I've learnt to play the guitar online. I did a couple of music related MOOCs. I use YouTube resources like JustinGuitar and Lick'n'Riff. But I still felt like I needed a real teacher and went and got one. Even though this teacher is probably not at the same level of some of the YouTube "gods" :) I still got a lot out of that.
In general, I've found the forums on MOOCs pretty useless other than for dealing with specific technical issues with the course itself. They just don't scale well and there's a huge disparity in the level of the participants a lot of the time. In programming courses, you've got some people asking about some nuance of an algorithm while others aren't sure how to install a text editor. Any course built around having meaningful discussions in the forums has been a tire fire in my experience.

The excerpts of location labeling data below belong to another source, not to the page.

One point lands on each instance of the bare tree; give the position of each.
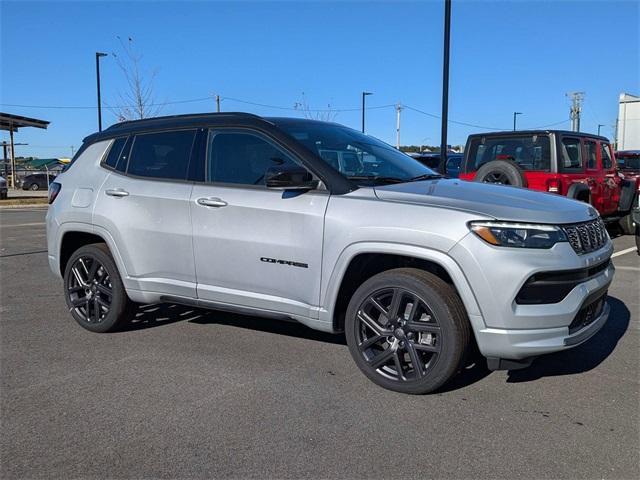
(138, 99)
(326, 115)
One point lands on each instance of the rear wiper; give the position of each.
(425, 176)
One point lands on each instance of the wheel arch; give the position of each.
(74, 236)
(361, 261)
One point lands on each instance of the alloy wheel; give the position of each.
(89, 289)
(398, 335)
(497, 177)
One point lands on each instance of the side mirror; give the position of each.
(290, 177)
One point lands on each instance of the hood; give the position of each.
(497, 201)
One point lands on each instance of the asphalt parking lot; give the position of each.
(193, 394)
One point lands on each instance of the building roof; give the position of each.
(12, 122)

Automated code checkers are definitely useful but, other than that, I'm not sure I've found MOOCs much different from watching YouTube videos. Nothing wrong with that--especially with top-flight lecturers--but they're hardly revolutionary. Videos of lectures have pretty much been a solved problem since VCRs went mainstream.
I've learnt to play the guitar online. I did a couple of music related MOOCs. I use YouTube resources like JustinGuitar and Lick'n'Riff. But I still felt like I needed a real teacher and went and got one. Even though this teacher is probably not at the same level of some of the YouTube "gods" :) I still got a lot out of that.